AB - Background: The risk of diabetic foot ulceration increases in feet lacking their protective sensation and exposed to repetitive peak plantar pressures (PPPs). Diabetic glycosylation reducing ankle and 1st metatarsophalangeal (MTP-1) movement may further increase PPP and ulceration risk. Manual therapy could restore accessory gliding of the ankle and MTP-1 joints, and along with stretches, improve function and reduce ulcer risk. Aim: Investigate if ankle and MTP-1 joint mobilisations combined with a home exercise programme (HEP) of stretches in people with diabetic peripheral neuropathy (DPN), improve ankle and MTP-1 dorsiflexion (DF) and reduce forefoot PPPs.
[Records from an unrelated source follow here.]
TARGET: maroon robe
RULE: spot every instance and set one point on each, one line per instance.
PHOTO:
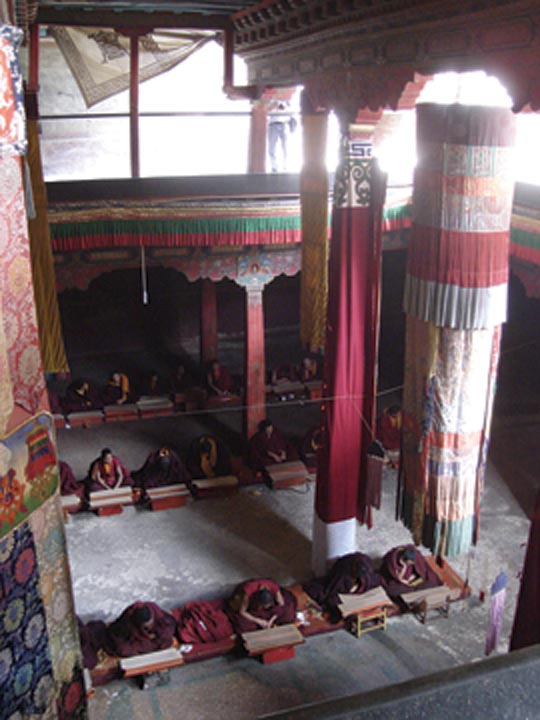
(419, 576)
(202, 622)
(155, 473)
(79, 400)
(285, 613)
(355, 570)
(261, 445)
(68, 483)
(223, 381)
(110, 475)
(126, 636)
(526, 630)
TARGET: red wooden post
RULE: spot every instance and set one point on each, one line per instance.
(257, 138)
(134, 105)
(255, 365)
(208, 343)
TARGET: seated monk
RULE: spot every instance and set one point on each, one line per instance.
(68, 483)
(219, 380)
(202, 622)
(107, 473)
(81, 396)
(117, 391)
(208, 457)
(307, 370)
(389, 428)
(93, 637)
(142, 628)
(268, 446)
(162, 467)
(180, 380)
(404, 569)
(261, 604)
(350, 574)
(284, 374)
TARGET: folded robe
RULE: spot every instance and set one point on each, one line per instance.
(285, 613)
(128, 636)
(353, 573)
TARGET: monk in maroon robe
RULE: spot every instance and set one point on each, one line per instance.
(261, 604)
(68, 483)
(526, 630)
(142, 628)
(107, 473)
(351, 574)
(208, 457)
(81, 396)
(405, 569)
(268, 447)
(219, 380)
(202, 622)
(389, 428)
(162, 467)
(117, 390)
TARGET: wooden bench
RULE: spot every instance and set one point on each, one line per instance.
(368, 610)
(157, 661)
(286, 474)
(274, 644)
(86, 418)
(314, 389)
(119, 413)
(218, 486)
(421, 602)
(154, 406)
(168, 496)
(111, 502)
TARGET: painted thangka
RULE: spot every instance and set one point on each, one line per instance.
(455, 299)
(40, 660)
(347, 417)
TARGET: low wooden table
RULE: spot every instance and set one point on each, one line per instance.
(111, 502)
(421, 602)
(168, 496)
(218, 486)
(368, 610)
(286, 474)
(274, 644)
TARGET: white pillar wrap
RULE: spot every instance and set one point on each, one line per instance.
(330, 541)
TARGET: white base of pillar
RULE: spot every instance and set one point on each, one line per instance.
(330, 541)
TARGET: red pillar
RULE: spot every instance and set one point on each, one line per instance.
(257, 138)
(255, 366)
(208, 321)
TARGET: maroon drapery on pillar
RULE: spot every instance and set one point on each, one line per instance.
(351, 348)
(208, 321)
(255, 365)
(257, 137)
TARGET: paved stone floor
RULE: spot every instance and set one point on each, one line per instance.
(205, 548)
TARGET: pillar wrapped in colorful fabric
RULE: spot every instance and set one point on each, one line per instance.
(455, 297)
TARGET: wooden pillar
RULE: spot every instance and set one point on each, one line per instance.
(255, 364)
(134, 105)
(208, 321)
(257, 138)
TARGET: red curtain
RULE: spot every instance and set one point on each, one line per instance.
(351, 336)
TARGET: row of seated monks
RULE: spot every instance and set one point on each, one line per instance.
(83, 395)
(255, 604)
(207, 457)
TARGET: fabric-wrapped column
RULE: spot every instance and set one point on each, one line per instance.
(314, 208)
(455, 298)
(350, 361)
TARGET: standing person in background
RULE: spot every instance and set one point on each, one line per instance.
(280, 123)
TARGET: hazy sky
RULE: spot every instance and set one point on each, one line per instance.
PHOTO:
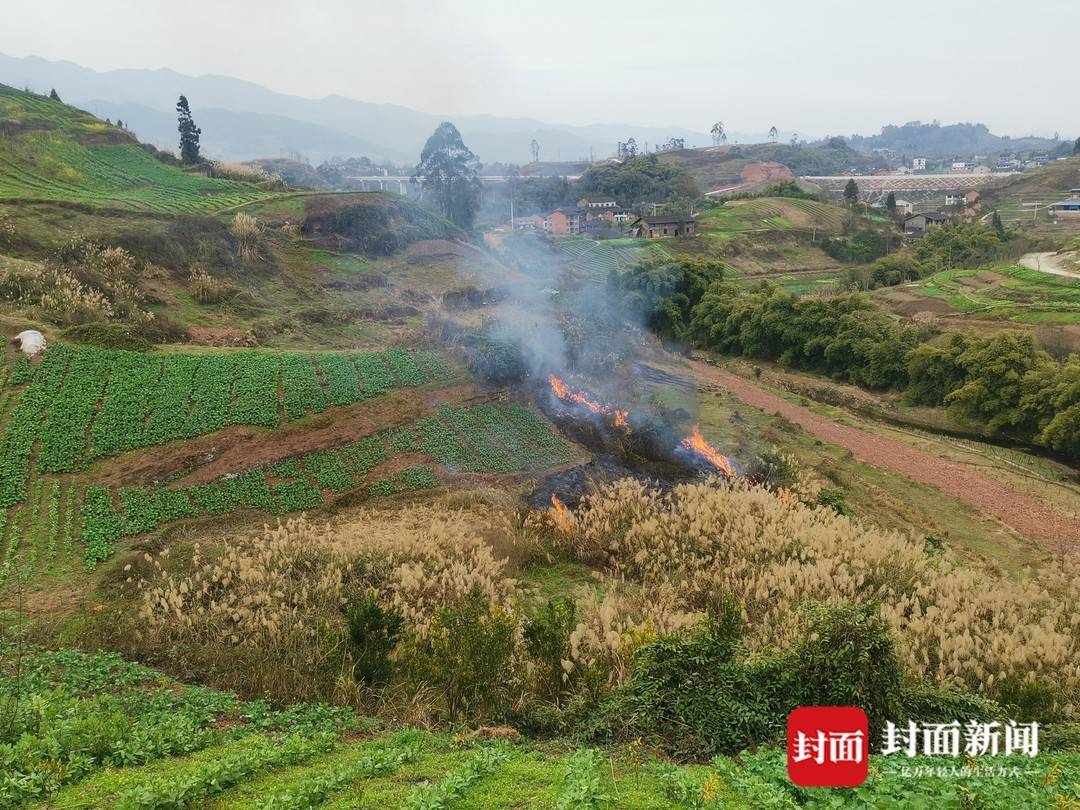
(817, 66)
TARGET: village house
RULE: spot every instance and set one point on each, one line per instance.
(1069, 208)
(566, 220)
(597, 202)
(609, 215)
(534, 223)
(917, 225)
(670, 225)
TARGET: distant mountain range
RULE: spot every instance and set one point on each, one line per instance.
(917, 139)
(242, 120)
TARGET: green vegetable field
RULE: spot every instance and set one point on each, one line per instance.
(490, 437)
(159, 743)
(80, 405)
(63, 154)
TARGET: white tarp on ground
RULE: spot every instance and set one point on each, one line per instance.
(30, 341)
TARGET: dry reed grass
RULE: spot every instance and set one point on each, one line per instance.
(956, 625)
(245, 228)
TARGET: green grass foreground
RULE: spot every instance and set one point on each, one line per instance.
(94, 730)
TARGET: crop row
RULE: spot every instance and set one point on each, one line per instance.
(85, 403)
(115, 174)
(35, 536)
(24, 422)
(491, 437)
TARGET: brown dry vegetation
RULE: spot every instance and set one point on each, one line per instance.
(267, 608)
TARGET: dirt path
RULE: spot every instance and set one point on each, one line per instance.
(1048, 262)
(242, 447)
(1026, 515)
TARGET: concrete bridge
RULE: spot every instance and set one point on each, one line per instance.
(408, 186)
(885, 184)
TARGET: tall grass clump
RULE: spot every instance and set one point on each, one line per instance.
(1015, 639)
(245, 229)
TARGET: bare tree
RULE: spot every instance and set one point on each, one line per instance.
(718, 135)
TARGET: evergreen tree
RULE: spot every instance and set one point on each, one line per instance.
(851, 192)
(448, 169)
(999, 227)
(189, 133)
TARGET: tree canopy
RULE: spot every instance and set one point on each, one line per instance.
(189, 133)
(645, 178)
(450, 172)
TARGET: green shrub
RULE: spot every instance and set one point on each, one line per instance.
(835, 499)
(107, 336)
(548, 640)
(374, 632)
(467, 657)
(697, 694)
(940, 704)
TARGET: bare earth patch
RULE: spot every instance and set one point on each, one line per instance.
(240, 447)
(1021, 512)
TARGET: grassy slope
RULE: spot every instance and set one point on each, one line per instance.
(235, 754)
(997, 293)
(53, 151)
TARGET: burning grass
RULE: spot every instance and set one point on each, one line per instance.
(563, 391)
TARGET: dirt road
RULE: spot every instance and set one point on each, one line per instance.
(1048, 262)
(1026, 515)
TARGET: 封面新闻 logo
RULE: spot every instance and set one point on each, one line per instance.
(827, 746)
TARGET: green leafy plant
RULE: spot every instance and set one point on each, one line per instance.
(374, 632)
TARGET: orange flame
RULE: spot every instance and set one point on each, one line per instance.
(561, 515)
(697, 443)
(563, 391)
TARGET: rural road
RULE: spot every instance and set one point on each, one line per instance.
(1026, 515)
(1048, 262)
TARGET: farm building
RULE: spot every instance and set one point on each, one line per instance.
(671, 225)
(917, 225)
(565, 220)
(1068, 207)
(905, 207)
(29, 341)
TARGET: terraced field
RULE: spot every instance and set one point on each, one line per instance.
(162, 744)
(1003, 292)
(54, 152)
(80, 405)
(598, 258)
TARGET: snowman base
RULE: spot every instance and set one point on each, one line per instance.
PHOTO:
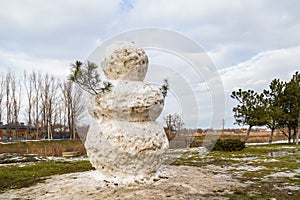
(126, 152)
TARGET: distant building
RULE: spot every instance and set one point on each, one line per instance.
(14, 132)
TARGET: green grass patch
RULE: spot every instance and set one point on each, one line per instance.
(13, 177)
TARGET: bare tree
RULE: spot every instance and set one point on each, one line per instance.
(8, 102)
(28, 84)
(2, 94)
(37, 81)
(73, 104)
(15, 98)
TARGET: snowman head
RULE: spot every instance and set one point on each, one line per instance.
(124, 61)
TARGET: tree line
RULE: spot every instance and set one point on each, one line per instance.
(47, 104)
(277, 108)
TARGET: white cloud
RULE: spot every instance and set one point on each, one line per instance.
(258, 72)
(18, 62)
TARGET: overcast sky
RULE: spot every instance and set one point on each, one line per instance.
(249, 42)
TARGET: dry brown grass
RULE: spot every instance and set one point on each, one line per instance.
(44, 148)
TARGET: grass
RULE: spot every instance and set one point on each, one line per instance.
(258, 183)
(13, 177)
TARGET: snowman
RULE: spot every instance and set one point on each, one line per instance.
(124, 143)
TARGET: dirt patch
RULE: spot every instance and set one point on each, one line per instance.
(175, 182)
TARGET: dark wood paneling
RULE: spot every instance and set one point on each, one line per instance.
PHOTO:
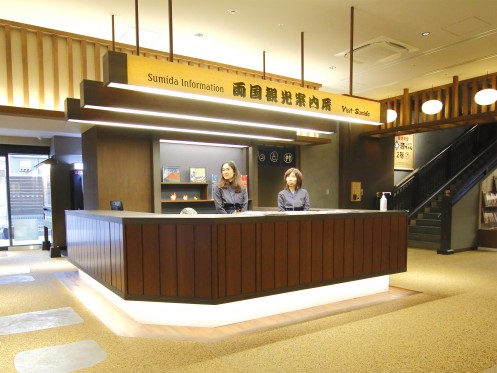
(267, 256)
(376, 245)
(402, 256)
(221, 260)
(280, 255)
(134, 259)
(385, 243)
(213, 263)
(151, 259)
(328, 249)
(249, 267)
(348, 254)
(203, 261)
(186, 260)
(368, 245)
(168, 260)
(358, 247)
(338, 247)
(233, 259)
(293, 253)
(305, 252)
(394, 243)
(317, 251)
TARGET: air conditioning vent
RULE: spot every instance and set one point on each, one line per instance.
(379, 50)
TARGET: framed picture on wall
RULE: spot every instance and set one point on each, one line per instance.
(170, 174)
(197, 174)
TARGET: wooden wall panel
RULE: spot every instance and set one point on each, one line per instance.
(394, 243)
(358, 246)
(293, 253)
(368, 245)
(328, 235)
(168, 260)
(117, 255)
(338, 247)
(267, 256)
(134, 259)
(305, 252)
(402, 256)
(348, 254)
(386, 231)
(186, 260)
(215, 263)
(249, 258)
(317, 251)
(376, 245)
(151, 259)
(233, 259)
(221, 260)
(203, 261)
(281, 254)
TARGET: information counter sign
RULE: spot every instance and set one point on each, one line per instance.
(404, 153)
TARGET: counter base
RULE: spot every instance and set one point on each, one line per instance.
(211, 316)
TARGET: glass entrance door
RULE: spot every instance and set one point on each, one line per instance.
(25, 196)
(4, 206)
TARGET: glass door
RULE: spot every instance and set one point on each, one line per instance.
(4, 206)
(25, 191)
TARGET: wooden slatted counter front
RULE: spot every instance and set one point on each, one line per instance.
(215, 259)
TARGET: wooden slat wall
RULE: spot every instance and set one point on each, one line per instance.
(212, 263)
(457, 98)
(44, 66)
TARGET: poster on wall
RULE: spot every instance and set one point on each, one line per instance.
(276, 156)
(404, 153)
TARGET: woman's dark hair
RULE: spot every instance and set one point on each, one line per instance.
(236, 183)
(298, 175)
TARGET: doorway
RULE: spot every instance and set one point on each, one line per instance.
(21, 196)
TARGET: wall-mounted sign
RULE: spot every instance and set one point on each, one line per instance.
(404, 153)
(147, 72)
(276, 156)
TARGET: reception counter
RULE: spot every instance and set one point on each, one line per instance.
(216, 259)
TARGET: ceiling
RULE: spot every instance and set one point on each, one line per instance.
(390, 52)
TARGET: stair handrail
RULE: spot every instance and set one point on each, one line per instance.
(408, 186)
(451, 180)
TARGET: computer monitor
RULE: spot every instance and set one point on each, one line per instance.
(116, 205)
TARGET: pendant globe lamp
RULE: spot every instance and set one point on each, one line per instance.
(432, 106)
(391, 115)
(486, 96)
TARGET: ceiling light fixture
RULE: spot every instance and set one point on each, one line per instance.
(225, 101)
(486, 96)
(202, 143)
(391, 115)
(181, 130)
(432, 106)
(200, 119)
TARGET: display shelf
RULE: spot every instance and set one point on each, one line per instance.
(487, 232)
(180, 189)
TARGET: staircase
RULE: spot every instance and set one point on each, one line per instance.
(430, 192)
(425, 229)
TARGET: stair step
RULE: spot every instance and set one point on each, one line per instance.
(424, 229)
(423, 245)
(429, 215)
(426, 222)
(433, 209)
(423, 237)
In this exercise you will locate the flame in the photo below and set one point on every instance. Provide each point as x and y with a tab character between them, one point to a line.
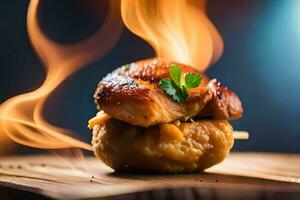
178	30
21	116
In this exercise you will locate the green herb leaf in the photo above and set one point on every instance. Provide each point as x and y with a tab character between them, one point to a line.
175	74
192	80
178	94
173	86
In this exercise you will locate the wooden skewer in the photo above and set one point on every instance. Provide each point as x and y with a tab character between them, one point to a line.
240	135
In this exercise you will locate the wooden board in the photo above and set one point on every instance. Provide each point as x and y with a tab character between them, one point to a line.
254	174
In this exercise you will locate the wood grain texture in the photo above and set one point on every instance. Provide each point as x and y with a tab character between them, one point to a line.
54	177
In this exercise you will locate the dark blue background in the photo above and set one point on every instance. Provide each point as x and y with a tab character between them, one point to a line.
260	63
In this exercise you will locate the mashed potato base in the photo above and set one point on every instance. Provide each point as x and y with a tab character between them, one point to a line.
164	148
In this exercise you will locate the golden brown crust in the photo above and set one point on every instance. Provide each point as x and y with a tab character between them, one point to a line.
132	94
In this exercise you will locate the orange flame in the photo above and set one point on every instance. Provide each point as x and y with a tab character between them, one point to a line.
21	116
178	30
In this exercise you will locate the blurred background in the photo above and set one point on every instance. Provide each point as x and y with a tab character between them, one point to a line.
260	63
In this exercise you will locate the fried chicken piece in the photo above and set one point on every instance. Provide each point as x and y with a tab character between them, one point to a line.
165	148
132	94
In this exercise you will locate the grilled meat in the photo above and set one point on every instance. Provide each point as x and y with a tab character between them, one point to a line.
132	94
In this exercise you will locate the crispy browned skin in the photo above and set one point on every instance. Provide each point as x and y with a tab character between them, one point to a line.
132	94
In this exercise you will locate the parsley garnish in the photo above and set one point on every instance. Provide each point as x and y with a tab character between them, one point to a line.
174	86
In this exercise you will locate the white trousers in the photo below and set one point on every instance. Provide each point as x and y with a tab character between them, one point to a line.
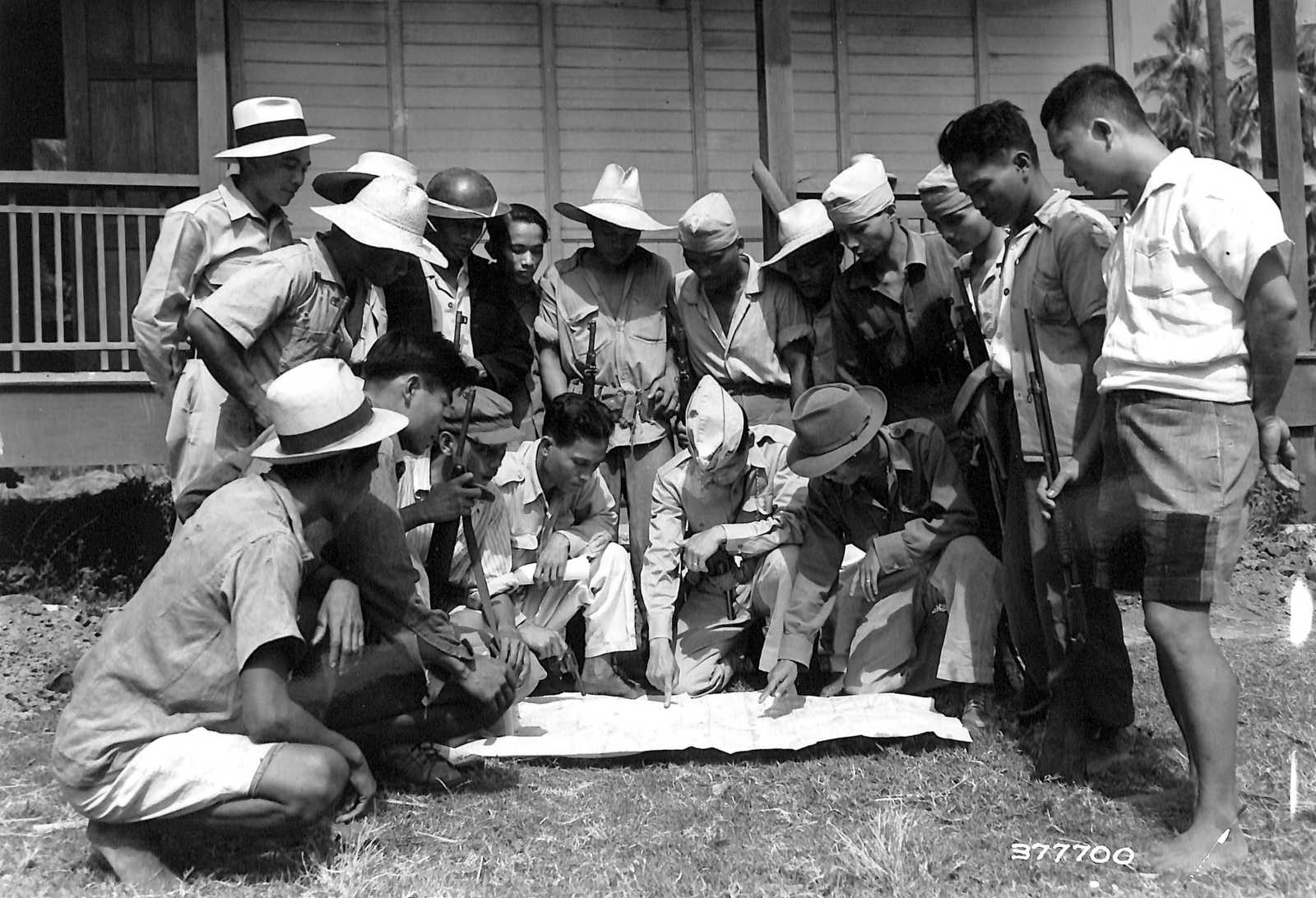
609	599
Methods: A single site, proof of concept, assessor-blinded randomised controlled trial with intervention comprising bilateral ankle and MTP-1 joint mobilisations combined with HEP stretches (gastro-soleus and plantar fascia), delivered over a 6-week period. Participants presenting with DPN and ankle/MTP1 joint stiffness were randomised to an intervention (n=31) or control group (n=30). Active ulceration, arthritis, fracture, osteoporosis or amputation were excluded. The primary outcome was ankle DF in stance phase measured using 3D motion analysis (Codamotion). Secondary outcomes included PPP (F Scan), Static ankle and MTP-1 joint DF, postural sway and functional reach test (FRT). Data was collected at baseline (T0), post-intervention at 6-weeks (T6) and 18-weeks from baseline (T18). Data was analysed with intention-to-treat principle and analysis of covariance. Exit interviews explored factors underlying exercise adherence. Results: There was no difference in baseline characteristics between groups. There was no change in maximum ankle DF in stance phase between T0 and T6 or in postural sway or PPPs (P>0.05). At T6, there were significant increases in Left (P=.001) and Right (P=.000) static ankle DF, left MTP-1 DF (P=.049) and FRT (P=.021). Changes were maintained at T18 (left and right ankle DF, p<0.01, right hallux DF p<0.01, FRT p<0.01). Intervention adherence was high (80%) and influenced by the physiotherapist, available time and perceived benefit. Conclusion: Ankle and MTP-1 mobilisations together are effective at increasing static measures of range. They may be useful for improving ankle, hallux joint mobility and anteroposterior stability limits in people with diabetes and neuropathy but not for reducing PPP or foot ulcer risk.